Missouri Law would Allow Arrest of Federal Agents Enforcing National Gun Laws
Missouri could soon become the last state that any federal agent with the Bureau of Alcohol, Tobacco, Firearms and Explosives (ATF) would want to work in. That’s because a bill adopted by the state legislature would, among other things, make it a crime for federal law enforcement officers to do their jobs within Missouri’s boundaries if it involves guns.
The legislation, which was vetoed by Governor Jay Nixon (D), but could still become law if lawmakers override the veto, seeks to nullify all federal gun laws in the state. It also states that federal agents who try to enforce said laws would be committing a felony.
Part of what’s become known as the “nullification movement,” the bill represents the most far-reaching attempt yet by conservatives to assert states’ rights over the federal government.
Nixon, who has signed other pro-gun measures, said in his veto statement that the federal government’s supremacy over the states’ “is as logically sound as it is legally well established.”

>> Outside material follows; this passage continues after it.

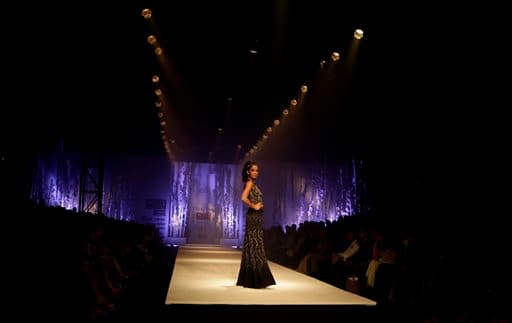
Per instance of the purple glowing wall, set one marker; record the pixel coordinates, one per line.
(199, 202)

The governor also said he had problems with specific provisions in the bill, such as the part making it illegal to publish the name of any gun owner. Not only does this prohibition violate the First Amendment, Nixon said, but also it could curtail local newspapers’ tradition of publishing “photos of proud young Missourians who harvest their first turkey or deer.”
Another official concerned with the legislation is Richard G. Callahan, the United States attorney for the Eastern District of Missouri. He says the law would make it impossible for joint law enforcement operations involving local, state and federal agents to work together to seize weapons from criminals.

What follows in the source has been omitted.